Re: [RFC v2 00/27] Kernel Address Space Isolation

From: Alexander Graf
Date: Sun Jul 14 2019 - 14:17:46 EST




On 12.07.19 16:36, Andy Lutomirski wrote:
On Fri, Jul 12, 2019 at 6:45 AM Alexandre Chartre
<alexandre.chartre@xxxxxxxxxx> wrote:


On 7/12/19 2:50 PM, Peter Zijlstra wrote:
On Fri, Jul 12, 2019 at 01:56:44PM +0200, Alexandre Chartre wrote:

I think that's precisely what makes ASI and PTI different and independent.
PTI is just about switching between userland and kernel page-tables, while
ASI is about switching page-table inside the kernel. You can have ASI without
having PTI. You can also use ASI for kernel threads so for code that won't
be triggered from userland and so which won't involve PTI.

PTI is not mapping kernel space to avoid speculation crap (meltdown).
ASI is not mapping part of kernel space to avoid (different) speculation crap (MDS).

See how very similar they are?


Furthermore, to recover SMT for userspace (under MDS) we not only need
core-scheduling but core-scheduling per address space. And ASI was
specifically designed to help mitigate the trainwreck just described.

By explicitly exposing (hopefully harmless) part of the kernel to MDS,
we reduce the part that needs core-scheduling and thus reduce the rate
the SMT siblngs need to sync up/schedule.

But looking at it that way, it makes no sense to retain 3 address
spaces, namely:

user / kernel exposed / kernel private.

Specifically, it makes no sense to expose part of the kernel through MDS
but not through Meltdow. Therefore we can merge the user and kernel
exposed address spaces.

The goal of ASI is to provide a reduced address space which exclude sensitive
data. A user process (for example a database daemon, a web server, or a vmm
like qemu) will likely have sensitive data mapped in its user address space.
Such data shouldn't be mapped with ASI because it can potentially leak to the
sibling hyperthread. For example, if an hyperthread is running a VM then the
VM could potentially access user sensitive data if they are mapped on the
sibling hyperthread with ASI.

So I've proposed the following slightly hackish thing:

Add a mechanism (call it /dev/xpfo). When you open /dev/xpfo and
fallocate it to some size, you allocate that amount of memory and kick
it out of the kernel direct map. (And pay the IPI cost unless there
were already cached non-direct-mapped pages ready.) Then you map
*that* into your VMs. Now, for a dedicated VM host, you map *all* the
VM private memory from /dev/xpfo. Pretend it's SEV if you want to
determine which pages can be set up like this.

Does this get enough of the benefit at a negligible fraction of the
code complexity cost? (This plus core scheduling, anyway.)

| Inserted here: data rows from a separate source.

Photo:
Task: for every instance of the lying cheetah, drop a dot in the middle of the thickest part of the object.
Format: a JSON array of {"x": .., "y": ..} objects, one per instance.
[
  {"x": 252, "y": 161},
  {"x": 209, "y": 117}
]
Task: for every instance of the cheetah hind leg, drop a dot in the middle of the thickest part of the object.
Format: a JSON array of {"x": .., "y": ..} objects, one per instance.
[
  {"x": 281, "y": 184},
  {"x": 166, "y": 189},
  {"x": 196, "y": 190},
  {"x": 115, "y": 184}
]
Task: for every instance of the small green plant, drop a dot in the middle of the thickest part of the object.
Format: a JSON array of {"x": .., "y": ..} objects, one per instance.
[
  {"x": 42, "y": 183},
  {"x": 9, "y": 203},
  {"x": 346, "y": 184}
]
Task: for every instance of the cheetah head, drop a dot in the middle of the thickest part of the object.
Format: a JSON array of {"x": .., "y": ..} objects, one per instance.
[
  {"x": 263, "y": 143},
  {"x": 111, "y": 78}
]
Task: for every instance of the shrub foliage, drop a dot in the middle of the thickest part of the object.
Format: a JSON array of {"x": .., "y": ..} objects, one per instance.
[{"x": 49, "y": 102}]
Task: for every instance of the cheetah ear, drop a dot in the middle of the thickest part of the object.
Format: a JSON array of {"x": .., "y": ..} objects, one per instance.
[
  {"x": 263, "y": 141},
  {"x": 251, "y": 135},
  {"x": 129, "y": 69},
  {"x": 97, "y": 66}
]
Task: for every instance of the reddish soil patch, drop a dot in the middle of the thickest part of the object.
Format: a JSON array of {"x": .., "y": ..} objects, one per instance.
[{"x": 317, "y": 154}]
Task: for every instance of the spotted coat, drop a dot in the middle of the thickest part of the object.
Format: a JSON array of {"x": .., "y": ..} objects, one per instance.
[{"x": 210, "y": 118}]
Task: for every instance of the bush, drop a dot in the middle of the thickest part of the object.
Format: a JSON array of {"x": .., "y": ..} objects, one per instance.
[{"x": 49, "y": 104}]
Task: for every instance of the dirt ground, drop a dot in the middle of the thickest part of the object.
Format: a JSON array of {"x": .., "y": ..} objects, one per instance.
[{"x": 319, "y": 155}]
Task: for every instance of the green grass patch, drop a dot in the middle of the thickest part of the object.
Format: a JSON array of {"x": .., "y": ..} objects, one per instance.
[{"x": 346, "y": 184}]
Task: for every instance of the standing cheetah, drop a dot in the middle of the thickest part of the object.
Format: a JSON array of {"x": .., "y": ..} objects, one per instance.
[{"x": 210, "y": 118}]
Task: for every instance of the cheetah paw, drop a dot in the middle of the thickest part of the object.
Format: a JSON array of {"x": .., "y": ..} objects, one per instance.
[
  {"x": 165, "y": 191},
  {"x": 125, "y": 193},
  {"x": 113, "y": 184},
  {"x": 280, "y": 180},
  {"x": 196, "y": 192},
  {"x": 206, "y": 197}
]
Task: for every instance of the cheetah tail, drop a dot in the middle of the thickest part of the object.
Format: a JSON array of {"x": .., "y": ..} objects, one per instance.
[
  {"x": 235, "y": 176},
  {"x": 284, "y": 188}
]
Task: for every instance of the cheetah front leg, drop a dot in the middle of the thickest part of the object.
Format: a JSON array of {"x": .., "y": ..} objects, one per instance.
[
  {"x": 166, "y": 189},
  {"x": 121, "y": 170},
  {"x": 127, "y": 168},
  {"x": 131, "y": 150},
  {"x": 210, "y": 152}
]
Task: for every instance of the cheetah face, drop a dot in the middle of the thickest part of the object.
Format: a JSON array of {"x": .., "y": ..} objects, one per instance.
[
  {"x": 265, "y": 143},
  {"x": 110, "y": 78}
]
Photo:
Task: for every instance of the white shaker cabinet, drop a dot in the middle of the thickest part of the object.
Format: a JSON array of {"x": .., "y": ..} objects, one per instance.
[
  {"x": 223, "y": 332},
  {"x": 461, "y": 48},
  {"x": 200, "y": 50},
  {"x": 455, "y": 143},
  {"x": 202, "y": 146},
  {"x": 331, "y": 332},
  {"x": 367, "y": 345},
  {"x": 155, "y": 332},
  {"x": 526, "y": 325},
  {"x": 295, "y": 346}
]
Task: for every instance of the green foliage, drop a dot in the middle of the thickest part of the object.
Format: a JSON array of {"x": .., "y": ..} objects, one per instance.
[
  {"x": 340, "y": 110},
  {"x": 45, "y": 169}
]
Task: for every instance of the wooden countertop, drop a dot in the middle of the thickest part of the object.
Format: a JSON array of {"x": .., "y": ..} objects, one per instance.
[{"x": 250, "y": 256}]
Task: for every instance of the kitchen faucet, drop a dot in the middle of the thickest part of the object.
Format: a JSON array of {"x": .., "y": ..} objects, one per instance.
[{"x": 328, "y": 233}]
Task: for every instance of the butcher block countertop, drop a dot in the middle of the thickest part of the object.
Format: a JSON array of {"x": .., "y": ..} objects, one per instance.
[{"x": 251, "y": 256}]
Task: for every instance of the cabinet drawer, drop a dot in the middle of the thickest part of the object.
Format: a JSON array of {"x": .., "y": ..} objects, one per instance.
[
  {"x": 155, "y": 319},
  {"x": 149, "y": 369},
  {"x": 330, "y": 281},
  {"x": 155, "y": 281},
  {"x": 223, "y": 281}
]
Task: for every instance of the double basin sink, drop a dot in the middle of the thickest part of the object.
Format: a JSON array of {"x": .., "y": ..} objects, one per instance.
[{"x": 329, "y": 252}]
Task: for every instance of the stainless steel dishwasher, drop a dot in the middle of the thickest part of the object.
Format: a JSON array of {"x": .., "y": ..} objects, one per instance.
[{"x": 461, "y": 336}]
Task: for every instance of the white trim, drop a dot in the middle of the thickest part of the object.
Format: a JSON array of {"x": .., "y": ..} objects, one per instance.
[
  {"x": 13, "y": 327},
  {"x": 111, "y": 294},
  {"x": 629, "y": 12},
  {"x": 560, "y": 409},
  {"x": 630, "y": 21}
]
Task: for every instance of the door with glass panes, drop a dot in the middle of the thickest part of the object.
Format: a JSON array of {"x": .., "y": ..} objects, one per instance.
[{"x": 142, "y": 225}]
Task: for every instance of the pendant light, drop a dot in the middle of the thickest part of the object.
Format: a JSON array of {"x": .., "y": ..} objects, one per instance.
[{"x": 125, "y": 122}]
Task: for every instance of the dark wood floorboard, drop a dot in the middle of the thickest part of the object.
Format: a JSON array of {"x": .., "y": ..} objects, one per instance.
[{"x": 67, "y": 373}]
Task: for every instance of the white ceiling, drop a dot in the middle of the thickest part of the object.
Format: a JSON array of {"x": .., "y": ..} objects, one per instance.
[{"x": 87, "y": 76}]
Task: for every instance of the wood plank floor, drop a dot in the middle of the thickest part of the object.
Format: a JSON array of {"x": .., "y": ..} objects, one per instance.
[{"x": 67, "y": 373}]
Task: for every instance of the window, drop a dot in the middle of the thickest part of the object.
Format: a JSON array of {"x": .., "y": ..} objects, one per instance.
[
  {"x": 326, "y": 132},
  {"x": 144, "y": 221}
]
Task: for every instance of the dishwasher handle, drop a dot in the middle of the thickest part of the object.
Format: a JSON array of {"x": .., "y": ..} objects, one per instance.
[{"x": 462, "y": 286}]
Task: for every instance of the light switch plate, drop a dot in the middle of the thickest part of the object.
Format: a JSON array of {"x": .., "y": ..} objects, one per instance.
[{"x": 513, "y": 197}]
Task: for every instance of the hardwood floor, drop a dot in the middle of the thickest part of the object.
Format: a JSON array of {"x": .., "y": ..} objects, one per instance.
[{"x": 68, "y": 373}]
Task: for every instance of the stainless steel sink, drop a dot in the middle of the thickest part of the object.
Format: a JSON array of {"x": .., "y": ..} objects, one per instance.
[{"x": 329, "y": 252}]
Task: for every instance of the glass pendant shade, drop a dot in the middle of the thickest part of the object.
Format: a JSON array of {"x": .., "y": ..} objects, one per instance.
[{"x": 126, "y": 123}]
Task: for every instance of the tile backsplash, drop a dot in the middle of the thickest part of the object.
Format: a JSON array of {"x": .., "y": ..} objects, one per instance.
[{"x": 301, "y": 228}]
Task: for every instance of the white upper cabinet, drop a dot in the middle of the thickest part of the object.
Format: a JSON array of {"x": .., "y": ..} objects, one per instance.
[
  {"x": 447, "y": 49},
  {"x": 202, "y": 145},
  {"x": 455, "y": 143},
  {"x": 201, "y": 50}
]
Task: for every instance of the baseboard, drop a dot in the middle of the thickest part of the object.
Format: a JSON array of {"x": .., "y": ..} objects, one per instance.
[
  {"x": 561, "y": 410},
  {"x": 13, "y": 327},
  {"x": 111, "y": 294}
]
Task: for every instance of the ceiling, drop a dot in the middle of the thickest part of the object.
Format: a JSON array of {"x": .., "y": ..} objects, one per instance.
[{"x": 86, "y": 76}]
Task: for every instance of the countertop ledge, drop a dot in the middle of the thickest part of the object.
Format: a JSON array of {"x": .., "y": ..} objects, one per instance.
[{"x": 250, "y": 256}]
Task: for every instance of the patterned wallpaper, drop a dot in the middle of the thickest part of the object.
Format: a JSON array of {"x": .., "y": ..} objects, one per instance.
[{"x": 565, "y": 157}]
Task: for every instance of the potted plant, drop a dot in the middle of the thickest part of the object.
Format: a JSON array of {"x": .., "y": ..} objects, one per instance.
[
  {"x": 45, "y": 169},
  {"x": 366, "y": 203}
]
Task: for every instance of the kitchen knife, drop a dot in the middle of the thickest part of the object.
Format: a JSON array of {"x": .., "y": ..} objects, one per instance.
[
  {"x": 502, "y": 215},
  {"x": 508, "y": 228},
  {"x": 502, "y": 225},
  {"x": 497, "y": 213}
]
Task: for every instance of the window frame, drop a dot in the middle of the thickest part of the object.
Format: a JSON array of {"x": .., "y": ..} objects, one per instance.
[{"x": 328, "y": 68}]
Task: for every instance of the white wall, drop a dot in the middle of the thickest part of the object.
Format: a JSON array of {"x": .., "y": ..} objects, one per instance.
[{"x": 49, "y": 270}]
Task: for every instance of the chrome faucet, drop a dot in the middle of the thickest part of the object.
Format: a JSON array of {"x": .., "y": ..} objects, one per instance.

The problem with that approach is that you lose the ability to run legacy workloads that do not support an SEV like model of "guest owned" and "host visible" pages, but instead assume you can DMA anywhere.

Without that, your host will have visibility into guest pages via user space (QEMU) pages which again are mapped in the kernel direct map, so can be exposed via a spectre gadget into a malicious guest.

Also, please keep in mind that even register state of other VMs may be a secret that we do not want to leak into other guests.


Alex